Al giorno d’oggi, invece, uno dei reality più famosi è il Grande fratello. Trasmesso per la prima volta nel 2000, il programma deriva da un format originale olandese ed è strutturato in modo tale che le telecamere riprendano per 24 ore al giorno la vita quotidiana di un gruppo di persone che si trovano tutte insieme in una casa.
Aspetti negativi dei reality show
Per quanto concerne gli aspetti negativi di questi programmi, sicuramente non va trascurata la finta spontaneità delle vicende, le quali sono compiute sotto i riflettori e dunque non propriamente ‘vere’.
La realtà ritratta è ingannevole, ma piace. Piace perché sembra molto più avvincente di quella di tutti i giorni.
Gli spettatori sono interessati alla vita privata degli altri, sono curiosi di vedere come i vari personaggi si comportano in determinate situazioni, da quelle difficili e tristi a quelle piacevoli. Alcuni si divertono a giudicare gli eventi, altri si sentono simili ai protagonisti e perciò soffrono e gioiscono con loro. Inoltre, come sottolineato in uno studio pubblicato su Psychology Today, i reality show creano una sorta di dipendenza in certi individui, i quali hanno una necessità esagerata di vedere persone dell’altro o dello stesso sesso, mentre si spogliano, sono nudi e fanno attività sessuale.
Infine, i reality stimolano gli spettatori a voler partecipare al programma; spesso, infatti, possono votare al fine di eliminare o di ‘salvare’ un concorrente.
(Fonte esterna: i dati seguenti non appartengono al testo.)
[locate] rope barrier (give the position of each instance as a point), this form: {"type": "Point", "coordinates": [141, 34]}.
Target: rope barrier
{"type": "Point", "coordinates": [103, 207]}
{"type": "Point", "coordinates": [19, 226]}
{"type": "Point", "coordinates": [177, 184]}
Così facendo, credono di avere una sorta di controllo.
Tuttavia, il pubblico rimane tale, guarda la vita degli altri e non vive la propria.
E’ quindi attraverso l’artificio che la realtà si dispiega e, attraverso la messa in scena, il teatro, si riproducono i meccanismi della società.
Se il vero si identifica con l’artificio, che cos’è la realtà in cui viviamo? E’ reale?
Proprio il contrasto tra ciò che propriamente esiste, il vero, e ciò che è frutto dell’arte, della creazione, l’artificio, che si fonde con il vero in un’unica dimensione, quella del vero-artificio, sembra richiamare il nichilismo annunciato da Nietzsche. La perdita di valori assoluti che comporta la fine delle certezze è accostabile all’identificazione della realtà con l’artificialità, con il conseguente dubbio su cosa sia il mondo in cui l’uomo vive e opera tutti i giorni. Dunque, stando a quanto sostiene Schopenhauer, si potrebbe affermare che c’è un velo di natura illusoria, il velo di Maya, attorno agli uomini, i quali vedono una realtà simile a un sogno, della cui esistenza non si è certi.
Il mondo materiale risulta essere così un’apparenza, in cui gli esseri viventi sono intrappolati.